# Snow goose migration



## *Andi

It is a little early, this I know ...

But I'm looking for the start of migration ...

Hey ... you folks up north ... :wave:

What can you tell me?


----------



## UncleJoe

Nothing here yet. I'll be sure to let you know when they're headed your way.


----------



## *Andi

UncleJoe said:


> Nothing here yet. I'll be sure to let you know when they're headed your way.


:thankyou:

That would be grand! :flower:


----------



## *Andi

Saw 4 Canadian Geese today ... didn't see a suitcase. rolleyes So not sure if they are local on the move or working the migration.

Anyhow, they were the first I've seen in a long while.


----------



## Freyadog

Didn't know we had Snow Geese this far South.


----------



## *Andi

They come into the Potomac River south to the Rappahannock River (near Richmond). We also have a hunting season on them but I'm hunting "pictures".


----------



## NaeKid

The geese are still in the northern area as far as I can tell - I haven't noticed any migration yet. Last year there was some migration during the middle of August, but, this year it is looking good.


----------



## *Andi

NaeKid said:


> The geese are still in the northern area as far as I can tell - I haven't noticed any migration yet. Last year there was some migration during the middle of August, but, this year it is looking good.


Thanks!

And I'm sure you are right. (sigh)

The locals on the Rappahannock River say anywhere from the mid point of this month or the mid of next month ... waiting has never been my strong point. :gaah: lol

Thanks for posting.


----------



## Magus

Our ex pat Canadian geese are all going home...its creepy!


----------



## *Andi

Magus said:


> Our ex pat Canadian geese are all going home...its creepy!


What do you mean?


----------



## UncleJoe

We had about 2 dozen in the pond when I got home today. A sign? :dunno:


----------



## *Andi

UncleJoe said:


> A sign? :dunno:


It is if that is not normal for your pond. 

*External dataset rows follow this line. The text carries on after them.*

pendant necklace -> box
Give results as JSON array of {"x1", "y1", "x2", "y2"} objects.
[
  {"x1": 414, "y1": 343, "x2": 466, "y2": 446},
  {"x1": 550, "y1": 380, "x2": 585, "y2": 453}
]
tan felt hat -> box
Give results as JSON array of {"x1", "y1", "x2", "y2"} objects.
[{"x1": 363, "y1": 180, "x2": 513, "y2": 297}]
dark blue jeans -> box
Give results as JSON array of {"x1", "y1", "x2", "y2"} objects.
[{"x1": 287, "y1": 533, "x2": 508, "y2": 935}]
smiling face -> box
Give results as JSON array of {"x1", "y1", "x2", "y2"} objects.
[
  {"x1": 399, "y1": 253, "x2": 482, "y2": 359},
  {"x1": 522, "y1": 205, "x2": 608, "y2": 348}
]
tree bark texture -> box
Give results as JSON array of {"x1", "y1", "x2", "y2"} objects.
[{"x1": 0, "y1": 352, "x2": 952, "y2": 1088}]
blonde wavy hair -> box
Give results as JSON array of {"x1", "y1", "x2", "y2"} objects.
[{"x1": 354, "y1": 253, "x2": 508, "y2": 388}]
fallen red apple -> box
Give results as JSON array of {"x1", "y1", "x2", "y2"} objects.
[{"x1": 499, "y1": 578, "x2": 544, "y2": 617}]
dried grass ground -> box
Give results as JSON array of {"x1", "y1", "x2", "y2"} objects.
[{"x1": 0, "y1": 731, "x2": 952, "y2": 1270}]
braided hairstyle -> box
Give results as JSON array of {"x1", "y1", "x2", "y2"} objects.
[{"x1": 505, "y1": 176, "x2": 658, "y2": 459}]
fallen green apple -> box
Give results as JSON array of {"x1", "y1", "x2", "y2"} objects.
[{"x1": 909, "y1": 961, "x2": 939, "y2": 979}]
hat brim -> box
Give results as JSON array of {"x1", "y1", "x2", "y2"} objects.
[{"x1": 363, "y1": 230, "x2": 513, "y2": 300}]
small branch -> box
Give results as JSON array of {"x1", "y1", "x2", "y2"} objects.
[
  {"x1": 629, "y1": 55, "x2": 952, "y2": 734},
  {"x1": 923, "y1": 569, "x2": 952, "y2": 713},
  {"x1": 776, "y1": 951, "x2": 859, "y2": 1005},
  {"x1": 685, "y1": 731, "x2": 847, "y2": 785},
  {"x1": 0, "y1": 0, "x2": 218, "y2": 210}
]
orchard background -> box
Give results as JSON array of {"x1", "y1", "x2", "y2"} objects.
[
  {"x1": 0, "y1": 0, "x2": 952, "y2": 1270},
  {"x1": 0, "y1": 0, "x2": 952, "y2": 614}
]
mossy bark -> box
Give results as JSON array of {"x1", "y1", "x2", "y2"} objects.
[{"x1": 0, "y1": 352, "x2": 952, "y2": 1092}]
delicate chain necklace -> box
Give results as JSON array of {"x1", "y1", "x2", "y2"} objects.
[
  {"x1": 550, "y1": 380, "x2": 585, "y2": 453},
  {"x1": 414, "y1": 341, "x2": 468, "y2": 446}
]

Were they Snow or Canada? (and thanks for letting me know. :2thumb


----------



## UncleJoe

*Andi said:


> It is if that is not normal for your pond.
> 
> Were they Snow or Canada? (and thanks for letting me know. :2thumb


It's the first time this year I've seen that many at one time but I don't know one goose from another.  All I know is they make a lot of racket and a couple of the dogs love to jump in and try to catch them; always failing.


----------



## *Andi

Sounds like the dogs were having some fun. 

I thought I would post a link to wiki with a little info about the snow goose (and pictures) ...

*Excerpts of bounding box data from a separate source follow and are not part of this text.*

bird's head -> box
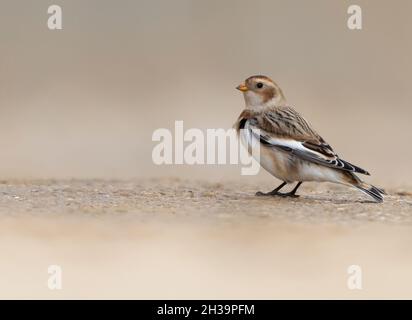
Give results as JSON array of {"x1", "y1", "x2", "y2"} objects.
[{"x1": 236, "y1": 76, "x2": 286, "y2": 109}]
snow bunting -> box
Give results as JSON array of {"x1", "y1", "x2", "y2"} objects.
[{"x1": 235, "y1": 76, "x2": 384, "y2": 202}]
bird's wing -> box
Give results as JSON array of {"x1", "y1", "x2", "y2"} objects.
[{"x1": 248, "y1": 107, "x2": 369, "y2": 175}]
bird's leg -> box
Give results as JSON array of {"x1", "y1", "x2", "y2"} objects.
[
  {"x1": 279, "y1": 181, "x2": 302, "y2": 198},
  {"x1": 256, "y1": 181, "x2": 302, "y2": 198},
  {"x1": 256, "y1": 182, "x2": 287, "y2": 196}
]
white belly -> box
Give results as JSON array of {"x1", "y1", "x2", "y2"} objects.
[{"x1": 240, "y1": 126, "x2": 342, "y2": 182}]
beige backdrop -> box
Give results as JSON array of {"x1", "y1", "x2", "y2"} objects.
[{"x1": 0, "y1": 0, "x2": 412, "y2": 185}]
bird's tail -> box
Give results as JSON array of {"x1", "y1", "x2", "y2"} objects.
[{"x1": 354, "y1": 181, "x2": 386, "y2": 202}]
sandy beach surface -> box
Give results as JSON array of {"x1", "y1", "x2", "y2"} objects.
[{"x1": 0, "y1": 178, "x2": 412, "y2": 299}]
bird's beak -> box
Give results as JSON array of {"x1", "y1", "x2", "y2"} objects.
[{"x1": 236, "y1": 82, "x2": 249, "y2": 92}]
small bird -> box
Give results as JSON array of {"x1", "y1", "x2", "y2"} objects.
[{"x1": 235, "y1": 75, "x2": 385, "y2": 202}]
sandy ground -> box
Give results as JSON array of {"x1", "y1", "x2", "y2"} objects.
[{"x1": 0, "y1": 179, "x2": 412, "y2": 299}]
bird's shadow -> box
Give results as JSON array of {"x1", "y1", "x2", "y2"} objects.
[{"x1": 249, "y1": 195, "x2": 376, "y2": 204}]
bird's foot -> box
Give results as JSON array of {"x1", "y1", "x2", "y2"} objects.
[{"x1": 256, "y1": 191, "x2": 299, "y2": 198}]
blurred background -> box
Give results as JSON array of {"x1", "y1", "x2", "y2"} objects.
[{"x1": 0, "y1": 0, "x2": 412, "y2": 186}]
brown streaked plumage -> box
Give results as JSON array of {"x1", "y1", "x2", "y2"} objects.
[{"x1": 235, "y1": 76, "x2": 384, "y2": 202}]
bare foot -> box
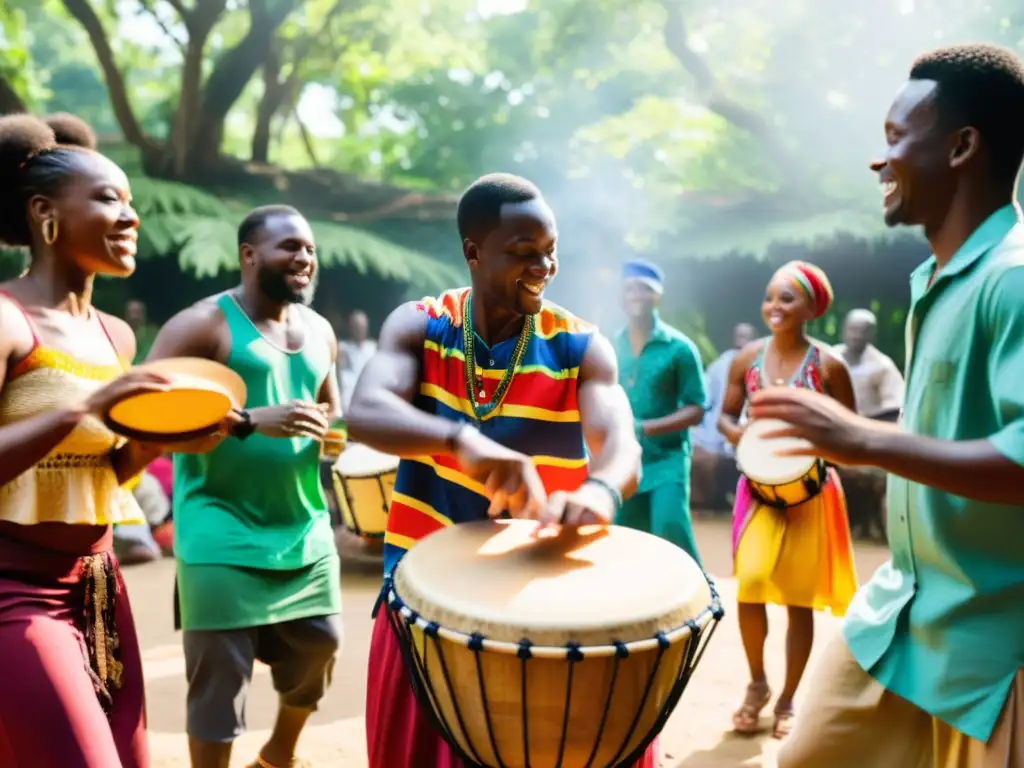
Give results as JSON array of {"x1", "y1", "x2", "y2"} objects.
[
  {"x1": 732, "y1": 680, "x2": 771, "y2": 735},
  {"x1": 771, "y1": 699, "x2": 796, "y2": 738}
]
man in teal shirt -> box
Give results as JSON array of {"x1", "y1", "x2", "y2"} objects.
[
  {"x1": 752, "y1": 45, "x2": 1024, "y2": 768},
  {"x1": 615, "y1": 261, "x2": 707, "y2": 563}
]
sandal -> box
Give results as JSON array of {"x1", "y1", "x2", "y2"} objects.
[
  {"x1": 771, "y1": 703, "x2": 796, "y2": 739},
  {"x1": 247, "y1": 755, "x2": 310, "y2": 768},
  {"x1": 732, "y1": 681, "x2": 771, "y2": 734}
]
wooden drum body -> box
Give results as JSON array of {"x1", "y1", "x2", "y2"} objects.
[
  {"x1": 387, "y1": 520, "x2": 722, "y2": 768},
  {"x1": 736, "y1": 419, "x2": 826, "y2": 509},
  {"x1": 334, "y1": 442, "x2": 398, "y2": 539}
]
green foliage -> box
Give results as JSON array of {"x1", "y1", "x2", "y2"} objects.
[{"x1": 125, "y1": 178, "x2": 462, "y2": 289}]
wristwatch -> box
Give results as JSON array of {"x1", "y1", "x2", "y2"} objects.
[{"x1": 231, "y1": 411, "x2": 256, "y2": 440}]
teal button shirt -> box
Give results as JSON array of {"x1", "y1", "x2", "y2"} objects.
[
  {"x1": 614, "y1": 312, "x2": 708, "y2": 494},
  {"x1": 843, "y1": 206, "x2": 1024, "y2": 741}
]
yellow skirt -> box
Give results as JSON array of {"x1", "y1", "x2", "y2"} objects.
[{"x1": 733, "y1": 469, "x2": 857, "y2": 616}]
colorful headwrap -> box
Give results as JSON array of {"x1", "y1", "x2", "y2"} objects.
[
  {"x1": 775, "y1": 261, "x2": 835, "y2": 317},
  {"x1": 623, "y1": 259, "x2": 665, "y2": 296}
]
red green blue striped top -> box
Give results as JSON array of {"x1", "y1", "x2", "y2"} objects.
[{"x1": 384, "y1": 288, "x2": 595, "y2": 573}]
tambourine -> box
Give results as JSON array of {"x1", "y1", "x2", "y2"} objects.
[{"x1": 103, "y1": 357, "x2": 246, "y2": 443}]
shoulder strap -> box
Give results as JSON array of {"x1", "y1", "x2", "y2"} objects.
[
  {"x1": 92, "y1": 307, "x2": 126, "y2": 369},
  {"x1": 0, "y1": 288, "x2": 43, "y2": 349}
]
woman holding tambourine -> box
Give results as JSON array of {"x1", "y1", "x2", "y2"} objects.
[
  {"x1": 719, "y1": 261, "x2": 857, "y2": 738},
  {"x1": 0, "y1": 115, "x2": 176, "y2": 768}
]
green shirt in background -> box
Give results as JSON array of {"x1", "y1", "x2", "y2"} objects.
[
  {"x1": 843, "y1": 206, "x2": 1024, "y2": 741},
  {"x1": 173, "y1": 294, "x2": 340, "y2": 630},
  {"x1": 135, "y1": 323, "x2": 160, "y2": 364},
  {"x1": 614, "y1": 312, "x2": 708, "y2": 494}
]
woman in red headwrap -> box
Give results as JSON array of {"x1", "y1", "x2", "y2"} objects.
[{"x1": 719, "y1": 261, "x2": 857, "y2": 738}]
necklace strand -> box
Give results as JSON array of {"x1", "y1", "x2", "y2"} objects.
[{"x1": 462, "y1": 292, "x2": 534, "y2": 421}]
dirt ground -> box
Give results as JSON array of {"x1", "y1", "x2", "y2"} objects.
[{"x1": 126, "y1": 519, "x2": 887, "y2": 768}]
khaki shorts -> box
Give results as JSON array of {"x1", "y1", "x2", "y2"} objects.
[{"x1": 778, "y1": 636, "x2": 1024, "y2": 768}]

http://en.wikipedia.org/?title=Snow_Goose


----------



## UncleJoe

Nope. That's not what we had. They were all dark colored. Canadian?


----------



## *Andi

Yea, I'd say the Canada goose but that is alright ... When one starts to move others are not long behind.


----------



## *Andi

Made a quick trip to the coast before hunting season ... The eagles were grand, I never get tired of watching them. Made notes of about 10 pair and a few singles.

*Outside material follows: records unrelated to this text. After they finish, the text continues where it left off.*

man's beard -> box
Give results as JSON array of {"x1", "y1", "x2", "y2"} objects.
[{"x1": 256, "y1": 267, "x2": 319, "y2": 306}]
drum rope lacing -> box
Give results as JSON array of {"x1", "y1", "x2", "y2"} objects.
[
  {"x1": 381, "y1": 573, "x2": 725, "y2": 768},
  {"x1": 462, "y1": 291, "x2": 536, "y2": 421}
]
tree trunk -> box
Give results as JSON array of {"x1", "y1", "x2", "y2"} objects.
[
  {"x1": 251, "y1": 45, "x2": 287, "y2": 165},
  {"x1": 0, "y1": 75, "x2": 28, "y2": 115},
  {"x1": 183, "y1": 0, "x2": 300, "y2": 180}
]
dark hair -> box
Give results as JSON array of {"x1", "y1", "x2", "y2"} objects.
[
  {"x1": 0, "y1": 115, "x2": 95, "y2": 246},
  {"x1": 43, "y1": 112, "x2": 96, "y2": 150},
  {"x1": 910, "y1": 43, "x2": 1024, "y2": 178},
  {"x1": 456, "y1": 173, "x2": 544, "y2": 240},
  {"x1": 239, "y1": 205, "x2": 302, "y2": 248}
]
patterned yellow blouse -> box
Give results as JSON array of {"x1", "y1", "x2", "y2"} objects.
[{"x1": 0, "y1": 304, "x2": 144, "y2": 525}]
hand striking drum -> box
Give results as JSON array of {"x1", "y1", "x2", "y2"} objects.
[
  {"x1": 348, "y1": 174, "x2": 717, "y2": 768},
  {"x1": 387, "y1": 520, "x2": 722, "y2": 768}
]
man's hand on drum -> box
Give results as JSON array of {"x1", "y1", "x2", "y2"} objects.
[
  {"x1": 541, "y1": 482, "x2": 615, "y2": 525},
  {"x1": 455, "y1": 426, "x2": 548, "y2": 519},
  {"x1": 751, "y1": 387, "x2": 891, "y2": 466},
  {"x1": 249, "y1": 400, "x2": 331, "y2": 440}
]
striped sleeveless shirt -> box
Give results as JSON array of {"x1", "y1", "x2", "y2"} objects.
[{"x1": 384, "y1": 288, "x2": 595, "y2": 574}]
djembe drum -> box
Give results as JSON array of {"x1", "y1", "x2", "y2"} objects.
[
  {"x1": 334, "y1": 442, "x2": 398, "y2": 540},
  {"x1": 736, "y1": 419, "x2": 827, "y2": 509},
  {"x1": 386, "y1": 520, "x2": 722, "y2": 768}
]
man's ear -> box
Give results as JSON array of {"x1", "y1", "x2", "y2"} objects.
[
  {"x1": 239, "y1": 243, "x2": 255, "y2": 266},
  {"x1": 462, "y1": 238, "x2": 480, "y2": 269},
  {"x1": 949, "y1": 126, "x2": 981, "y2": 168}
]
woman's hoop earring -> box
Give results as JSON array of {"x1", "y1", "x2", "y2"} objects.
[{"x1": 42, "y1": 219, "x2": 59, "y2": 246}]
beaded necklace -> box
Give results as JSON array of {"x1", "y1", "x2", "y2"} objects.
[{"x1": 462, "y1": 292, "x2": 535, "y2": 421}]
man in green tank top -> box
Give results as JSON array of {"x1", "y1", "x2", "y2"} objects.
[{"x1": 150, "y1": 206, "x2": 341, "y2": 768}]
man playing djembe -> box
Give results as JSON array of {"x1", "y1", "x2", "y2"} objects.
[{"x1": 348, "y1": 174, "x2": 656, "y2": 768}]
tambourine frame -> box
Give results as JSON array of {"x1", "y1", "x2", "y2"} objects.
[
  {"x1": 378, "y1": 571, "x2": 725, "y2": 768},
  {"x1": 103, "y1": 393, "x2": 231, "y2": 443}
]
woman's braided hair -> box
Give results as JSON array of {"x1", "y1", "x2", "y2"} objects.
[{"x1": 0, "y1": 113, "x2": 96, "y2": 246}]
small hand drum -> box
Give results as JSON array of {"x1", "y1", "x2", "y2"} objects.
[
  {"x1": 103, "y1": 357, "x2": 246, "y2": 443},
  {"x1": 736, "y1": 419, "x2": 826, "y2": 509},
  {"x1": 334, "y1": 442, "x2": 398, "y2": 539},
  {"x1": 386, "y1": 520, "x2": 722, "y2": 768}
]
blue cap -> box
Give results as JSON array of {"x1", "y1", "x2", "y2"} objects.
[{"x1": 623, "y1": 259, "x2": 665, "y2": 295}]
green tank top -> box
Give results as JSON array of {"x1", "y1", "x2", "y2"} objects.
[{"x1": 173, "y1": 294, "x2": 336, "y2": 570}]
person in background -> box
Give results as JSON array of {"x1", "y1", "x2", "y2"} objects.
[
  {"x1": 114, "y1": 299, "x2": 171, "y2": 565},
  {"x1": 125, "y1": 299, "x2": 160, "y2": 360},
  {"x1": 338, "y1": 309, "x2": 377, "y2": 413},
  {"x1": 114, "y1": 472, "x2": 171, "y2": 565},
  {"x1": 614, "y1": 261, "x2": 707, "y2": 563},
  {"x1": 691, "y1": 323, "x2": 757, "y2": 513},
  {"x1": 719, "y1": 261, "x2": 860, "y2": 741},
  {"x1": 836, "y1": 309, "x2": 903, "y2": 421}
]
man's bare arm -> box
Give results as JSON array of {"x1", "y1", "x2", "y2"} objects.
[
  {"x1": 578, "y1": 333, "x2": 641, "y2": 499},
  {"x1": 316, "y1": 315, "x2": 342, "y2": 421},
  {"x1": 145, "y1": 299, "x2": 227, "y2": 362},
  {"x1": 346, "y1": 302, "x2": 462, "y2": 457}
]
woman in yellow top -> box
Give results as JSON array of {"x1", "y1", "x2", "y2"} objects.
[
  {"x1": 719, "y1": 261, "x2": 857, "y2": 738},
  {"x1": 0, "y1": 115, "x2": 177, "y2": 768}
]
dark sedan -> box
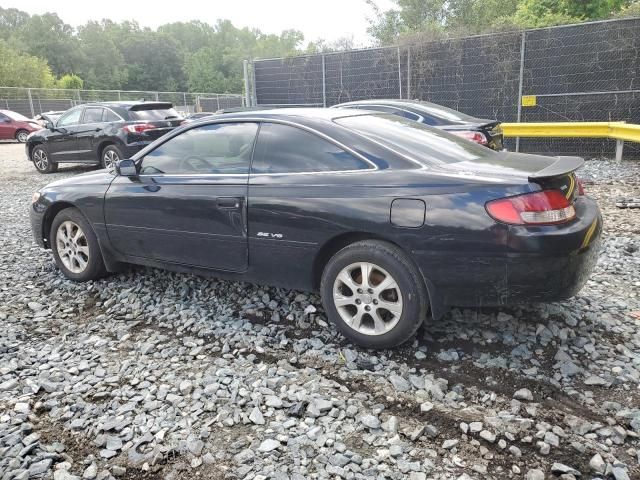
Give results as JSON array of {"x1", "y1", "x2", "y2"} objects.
[
  {"x1": 30, "y1": 109, "x2": 601, "y2": 348},
  {"x1": 334, "y1": 100, "x2": 503, "y2": 151},
  {"x1": 26, "y1": 101, "x2": 182, "y2": 173}
]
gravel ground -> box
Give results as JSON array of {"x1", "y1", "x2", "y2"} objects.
[{"x1": 0, "y1": 144, "x2": 640, "y2": 480}]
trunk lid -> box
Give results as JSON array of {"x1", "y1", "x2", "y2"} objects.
[{"x1": 445, "y1": 152, "x2": 584, "y2": 201}]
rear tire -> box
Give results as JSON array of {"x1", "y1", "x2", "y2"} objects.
[
  {"x1": 49, "y1": 208, "x2": 107, "y2": 282},
  {"x1": 16, "y1": 130, "x2": 29, "y2": 143},
  {"x1": 31, "y1": 145, "x2": 58, "y2": 173},
  {"x1": 320, "y1": 240, "x2": 428, "y2": 348},
  {"x1": 100, "y1": 145, "x2": 124, "y2": 170}
]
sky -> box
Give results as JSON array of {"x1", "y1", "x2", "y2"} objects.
[{"x1": 2, "y1": 0, "x2": 393, "y2": 47}]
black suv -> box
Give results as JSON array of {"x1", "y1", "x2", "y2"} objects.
[{"x1": 26, "y1": 101, "x2": 183, "y2": 173}]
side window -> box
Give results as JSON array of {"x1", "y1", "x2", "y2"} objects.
[
  {"x1": 251, "y1": 123, "x2": 370, "y2": 173},
  {"x1": 102, "y1": 108, "x2": 121, "y2": 122},
  {"x1": 82, "y1": 107, "x2": 104, "y2": 123},
  {"x1": 140, "y1": 123, "x2": 258, "y2": 175},
  {"x1": 56, "y1": 108, "x2": 82, "y2": 127}
]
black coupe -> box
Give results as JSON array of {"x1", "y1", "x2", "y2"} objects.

Duck season opens in a few days but only a few ducks were on hand for pictures.

Geese ... where are you? Not the first goose to be had ... :dunno:

Oh well ... I can look forward to the next trip.


----------



## UncleJoe

I don't know if there's any relation but the Grackle's have been on the move the last few days. Long flocks, as far as the eye can see.


----------



## *Andi

Thanks ... We saw a group of Canada Geese yesterday ... they didn't slow down or stop by.


----------



## NaeKid

Late last night I looked to the north-west side of my house and saw a flock of geese singing away in the night-sky. They just seemed to be flying in circles with no particular direction and just calling out.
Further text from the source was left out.